Living six feet over
Slum residents hole up in Manila cemetery
Sleeping in cemeteries is not something many would consider.
But for some Filipinos, living among the dead is a way of life.
Manila's North Cemetery, the oldest and the largest in Metro Manila, is home to a community of the city's bottom dwellers.
They eat, sleep and play among tens of thousands of mausoleums and tombs.
Miss Joycelyn Yeo, 22, had the opportunity to visit this unique community as part of research for her final year thesis.
The South-east Asian Studies student at the National University Of Singapore spent a month there, although she did not stay overnight on advice.
"The people who looked out for me told me it's not safe at night, particularly for a girl," Miss Yeo told The New Paper.
She spoke of the growing number of criminals living in North Cemetery as the "place is like a maze with its many streets and avenues".
"There's a saying (in the community) that they fear the living more than the dead."
She recently shared her experience at the Perspectives Film Festival 2014 as it coincided with its theme of displacement.
Miss Yeo found out about the community through her church, St James' Church, which linked her up with the Manila-based Philadelphia Christ-Centered Fellowship.
The Philippine church , which has been helping the North Cemetery residents for years, provided Miss Yeo with guides who served as translators.
Her solo month-long trip in July this year was an eye-opener.
Living conditions were very basic. The residents slept on cardboard boxes, rubber mats or mattresses placed on the floor or on the tombs.
Cooking was done on portable stoves using water they drew from nearby wells.

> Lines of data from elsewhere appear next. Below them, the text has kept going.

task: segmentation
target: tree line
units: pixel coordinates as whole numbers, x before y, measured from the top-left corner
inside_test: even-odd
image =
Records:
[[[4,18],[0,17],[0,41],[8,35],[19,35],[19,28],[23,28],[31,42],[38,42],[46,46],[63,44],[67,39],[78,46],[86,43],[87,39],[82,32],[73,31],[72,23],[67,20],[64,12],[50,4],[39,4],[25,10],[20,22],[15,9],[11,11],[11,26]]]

The water collected was also used for showering. Privacy was non-existent, said Miss Yeo, recalling how the residents would shower in the open with sarongs tied around themselves.
"Some mausoleums have comfort rooms, so if they were given permission by the owners, the residents would be able to use them to relieve themselves."
If not, it would be anywhere they fancy, thus "hygiene is a bit of a problem", said Miss Yeo.
She also came across heartbreaking stories.
"There were women lying on top of their husbands' tombs because they couldn't bear to be alone," Miss Yeo recounted.
She was also amazed how the families were so large, with an average of 10 people per household, and how the cemetery's infrastructure supported the slum community.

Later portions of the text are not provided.